THE MORE CAMOUFLAGE HARRIS-WALZ trucker hats I saw around Brooklyn, the greater my sense of foreboding. "Courting disaster," I texted a colleague, half-joking, as I walked to my Fort Greene polling site on Election Day. Scanning as working class, the hats seemed to be worn exclusively by people who didn't match that description.
They reminded me of the Big Buck Hunter arcade game at a bar near the campus of my elite college, which lent wry "authenticity" to the setting and whose plastic rifles were the only kind most of us had any interest in handling. I wondered if some of the hat wearers were in on the joke or simply liked the aesthetic. But some of these people looked sincere, as though they felt the hats really reflected the campaign's resonance with regular folks.

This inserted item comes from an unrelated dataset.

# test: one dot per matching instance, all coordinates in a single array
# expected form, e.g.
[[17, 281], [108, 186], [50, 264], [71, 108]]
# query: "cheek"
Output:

In the end, the Harris campaign lacked such appeal. Blue-collar voters of every ethnicity drifted right. Donald Trump, according to exit polls, carried voters from families earning between $30,000 and $50,000, a group Joe Biden had won by 13 points. Among minorities without a college degree, Harris performed 26 points worse than Clinton did in 2016. Trump's 45 percent share of the Latino vote was the highest ever for a Republican presidential candidate. Cementing her party's new white-collar identity, it was Harris this time who won voters making six figures or more. Never in the recent history of the Democratic Party has a presidential campaign appealed less to the actual trucker-hat set, auguring a tectonic class realignment of the two parties.